Als im Sommer 2013 die Armee den demokratisch gewählten Muslimbruder-Präsidenten Mohammed Morsi aus dem Amt drängte, hatte sich die Nur-Partei an die Seite der Generäle gestellt und später auch die Wahl von Armeechef Abdelfattah al-Sisi zum Präsidenten unterstützt. Al-Nur hatte damals kritisiert, Morsi sei autokratisch gewesen und habe gegen demokratische Werte verstoßen.
Auf der Seite Sisis
Mit der Unterstützung des Umsturzes hat sich der 2011 in Alexandria gegründete politische Arm der Salafisten, die einer strengen Auslegung des Korans folgen, das politische Überleben gesichert. Bei den Parlamentswahlen 2012 war al-Nur nach den Muslimbrüdern mit knapp 20 Prozent der Stimmen bereits zweitstärkste Kraft geworden.

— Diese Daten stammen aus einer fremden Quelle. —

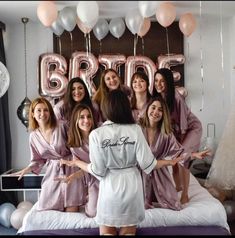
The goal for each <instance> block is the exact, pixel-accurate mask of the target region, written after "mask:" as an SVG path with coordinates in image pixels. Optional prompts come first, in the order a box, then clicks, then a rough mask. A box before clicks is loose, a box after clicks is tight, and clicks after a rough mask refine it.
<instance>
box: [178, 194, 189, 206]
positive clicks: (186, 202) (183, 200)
mask: <svg viewBox="0 0 235 238" xmlns="http://www.w3.org/2000/svg"><path fill="white" fill-rule="evenodd" d="M188 202H189V197H188V194H184V193H182V195H181V199H180V203H181V204H185V203H188Z"/></svg>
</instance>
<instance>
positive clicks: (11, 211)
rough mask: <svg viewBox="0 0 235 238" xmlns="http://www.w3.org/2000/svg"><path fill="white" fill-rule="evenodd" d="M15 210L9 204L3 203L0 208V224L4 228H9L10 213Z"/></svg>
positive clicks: (10, 214)
mask: <svg viewBox="0 0 235 238" xmlns="http://www.w3.org/2000/svg"><path fill="white" fill-rule="evenodd" d="M15 210H16V207H15V206H14V205H13V204H11V203H9V202H6V203H3V204H2V205H1V206H0V224H1V225H2V226H4V227H7V228H10V227H11V222H10V218H11V215H12V213H13V212H14V211H15Z"/></svg>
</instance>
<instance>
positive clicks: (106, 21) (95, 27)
mask: <svg viewBox="0 0 235 238" xmlns="http://www.w3.org/2000/svg"><path fill="white" fill-rule="evenodd" d="M93 33H94V35H95V37H96V38H97V39H98V40H102V39H103V38H104V37H105V36H106V35H107V34H108V33H109V24H108V22H107V21H106V20H105V19H102V18H101V19H99V20H98V21H97V23H96V24H95V26H94V27H93Z"/></svg>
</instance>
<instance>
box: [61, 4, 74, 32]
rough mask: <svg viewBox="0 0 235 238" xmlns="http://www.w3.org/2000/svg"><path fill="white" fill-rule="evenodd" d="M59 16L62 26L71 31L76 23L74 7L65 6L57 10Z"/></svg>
mask: <svg viewBox="0 0 235 238" xmlns="http://www.w3.org/2000/svg"><path fill="white" fill-rule="evenodd" d="M59 18H60V20H59V21H60V22H61V25H62V27H63V28H64V29H65V30H66V31H69V32H70V31H72V30H73V29H74V27H75V26H76V24H77V13H76V9H75V8H72V7H65V8H63V9H62V10H61V11H60V12H59Z"/></svg>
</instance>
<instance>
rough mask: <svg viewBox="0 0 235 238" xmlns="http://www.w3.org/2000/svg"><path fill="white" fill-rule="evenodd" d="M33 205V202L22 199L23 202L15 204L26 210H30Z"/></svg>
mask: <svg viewBox="0 0 235 238" xmlns="http://www.w3.org/2000/svg"><path fill="white" fill-rule="evenodd" d="M32 207H33V204H32V203H31V202H29V201H23V202H20V203H19V204H18V206H17V208H24V209H26V210H28V211H29V210H30V209H31V208H32Z"/></svg>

Aber unter dem Kampf der Staatsgewalt gegen die Muslimbrüder hat auch die Popularität der Salafisten gelitten. Seit Wochen läuft eine Kampagne gegen religiöse Parteien, einige ihrer Urheber waren schon federführend bei den Protesten gegen die Muslimbrüder. In einer Unterschriftenkampagne und mit Prozessen soll ein Verbot erreicht werden.
Al-Nur – das Licht – bestreitet, eine religiöse Partei zu sein, sondern will eine politische Partei mit religiösen Werten gemäß Verfassung sein, die Ägypten als islamischen Staat definiert. Die Parteispitze hat aber reagiert und für nur etwa ein Drittel der individuellen Parlamentssitze und die Hälfte der Listenplätze Kandidaten und Kandidatinnen aufgestellt. Darüber, wie stark ihr Abschneiden sein wird, gehen die Meinungen weit auseinander. Die Kampagne aller anderen Parteien und Kandidaten schürt die Angst vor einer Rückkehr der Islamisten. In Ezzbet Sikkin werden die beiden Nur-Kandidaten dennoch gut abschneiden.
Wer vom Volk gewählt wird, dient später dem Volk, wer vom Geld gewählt wird, dient später dem Geld.